Tensile Architectural Approaches to Fall Protection

Fall protection barriers on multi-storey buildings, bridges and other structures must comply with strict safety codes in Australia. But from an architect’s perspective, the appearance of the barrier is also a priority.

A common challenge for architects is how to ensure a barrier fits with the design of the structure. In a building designed in a minimalist light-filled style for example, a heavy and cumbersome barrier is unlikely to look good!

This is why tensile safety barriers made from lightweight materials are growing in popularity – because of their near-transparency and adaptability to so many architectural styles and structures.

Tensile innovations for fall protection

At Tensile, we use Jakob stainless steel in the form of mesh or wire rope to build fall protection barriers. Webnet barriers look so lightweight, they might not appear to have the strength and durability required to meet safety codes. However, the barrier materials are made from grade 316 stainless steel that undergoes rigorous independent testing for strength and break-loads.

We listen to our clients to gain an understanding of their design goals in order to create barriers that enhance the overall look of the structure. Jakob materials can be configured to suit project design needs, with a choice of cable dimensions, mesh aperture sizes and components. Crucially, we use precision engineering to arrive at the correct tensioning for the needs of each individual barrier.

Here are three projects that demonstrate this, while looking great!

1. Stonnington City Council office renovation

For its office makeover, the council needed a staircase balustrade that would fulfill the necessary safety requirements, while facilitating development of a ‘green’, light-filled office.

The Tensile vertical cable safety balustrade we installed doubles up as a substrate for climbing plants – creating an internal green facade. The resulting barrier meets the dual needs of safety and aesthetics. It also allows for natural light entry and contributes to environmental improvements.

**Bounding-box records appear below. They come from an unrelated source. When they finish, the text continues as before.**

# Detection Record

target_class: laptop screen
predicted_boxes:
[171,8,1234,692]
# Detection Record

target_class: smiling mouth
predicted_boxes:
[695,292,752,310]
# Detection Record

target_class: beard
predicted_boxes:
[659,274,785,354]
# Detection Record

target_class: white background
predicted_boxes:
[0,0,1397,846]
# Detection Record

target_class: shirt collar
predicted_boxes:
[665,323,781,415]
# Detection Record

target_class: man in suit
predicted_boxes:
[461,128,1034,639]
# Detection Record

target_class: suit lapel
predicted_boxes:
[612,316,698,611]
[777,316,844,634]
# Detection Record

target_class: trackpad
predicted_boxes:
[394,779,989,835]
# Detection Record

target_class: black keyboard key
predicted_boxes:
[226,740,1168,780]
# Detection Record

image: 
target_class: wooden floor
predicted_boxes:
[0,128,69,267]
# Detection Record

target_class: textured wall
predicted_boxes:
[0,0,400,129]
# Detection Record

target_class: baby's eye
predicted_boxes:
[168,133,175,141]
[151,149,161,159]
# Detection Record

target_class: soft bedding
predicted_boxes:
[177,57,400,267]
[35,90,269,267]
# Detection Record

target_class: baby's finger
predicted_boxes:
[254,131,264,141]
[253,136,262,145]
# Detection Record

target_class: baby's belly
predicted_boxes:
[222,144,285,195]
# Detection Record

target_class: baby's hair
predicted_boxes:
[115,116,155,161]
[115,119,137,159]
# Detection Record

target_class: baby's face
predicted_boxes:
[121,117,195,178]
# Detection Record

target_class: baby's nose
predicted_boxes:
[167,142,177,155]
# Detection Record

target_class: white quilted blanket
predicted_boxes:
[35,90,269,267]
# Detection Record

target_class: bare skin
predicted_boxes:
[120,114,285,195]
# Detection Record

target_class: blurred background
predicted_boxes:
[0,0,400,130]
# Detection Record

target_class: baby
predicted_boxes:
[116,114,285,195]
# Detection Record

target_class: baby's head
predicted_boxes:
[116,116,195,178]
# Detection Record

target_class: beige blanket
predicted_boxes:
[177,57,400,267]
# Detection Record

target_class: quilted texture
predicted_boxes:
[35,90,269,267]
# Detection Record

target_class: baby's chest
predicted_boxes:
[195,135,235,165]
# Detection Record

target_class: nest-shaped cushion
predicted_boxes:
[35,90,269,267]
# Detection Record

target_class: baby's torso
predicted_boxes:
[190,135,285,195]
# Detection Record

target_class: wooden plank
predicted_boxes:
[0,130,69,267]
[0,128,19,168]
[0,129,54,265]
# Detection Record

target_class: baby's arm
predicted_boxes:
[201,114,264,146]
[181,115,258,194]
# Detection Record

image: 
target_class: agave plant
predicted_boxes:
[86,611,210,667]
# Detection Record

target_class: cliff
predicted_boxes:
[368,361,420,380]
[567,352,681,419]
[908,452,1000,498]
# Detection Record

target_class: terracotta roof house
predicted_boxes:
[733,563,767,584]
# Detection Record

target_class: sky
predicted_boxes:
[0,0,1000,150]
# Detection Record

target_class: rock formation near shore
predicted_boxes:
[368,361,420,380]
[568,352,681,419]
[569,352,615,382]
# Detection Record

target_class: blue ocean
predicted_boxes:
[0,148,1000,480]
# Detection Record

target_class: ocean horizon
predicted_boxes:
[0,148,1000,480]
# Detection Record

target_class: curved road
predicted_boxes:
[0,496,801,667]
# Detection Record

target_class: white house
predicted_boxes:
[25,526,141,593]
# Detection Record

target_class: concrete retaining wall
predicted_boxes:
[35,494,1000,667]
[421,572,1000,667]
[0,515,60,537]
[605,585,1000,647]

This type of solution is only possible with the use of tensioned wire rope or mesh, and more than demonstrates the versatility of tensile stainless-steel barriers.

Tensile Architectural Approaches to Fall Protection / Tensile Design & Construction

2. Northern Beaches Hospital mesh barrier

The hospital had two seven-storey atriums with glass balustrades but that required additional fall protection barriers. It was important to the client that the new barriers looked like they were part of the original design.

We used Webnet mesh to create full-height barriers for maximum safety. The Webnet has decorative metal plates arranged to align with the vertical fretwork on the glass panels.

The finished result demonstrates how Webnet can not only blend in with existing architectural design but go even further by enhancing it.

3. Monash University LTB atrium barrier

Monash initially considered using glass to create a transparent barrier for its internal light-filled atrium.

However, stainless steel cables proved to be more practical and cost-effective – partly because the glass panels needed to be very tall to prevent climbing, which would have added to the cost.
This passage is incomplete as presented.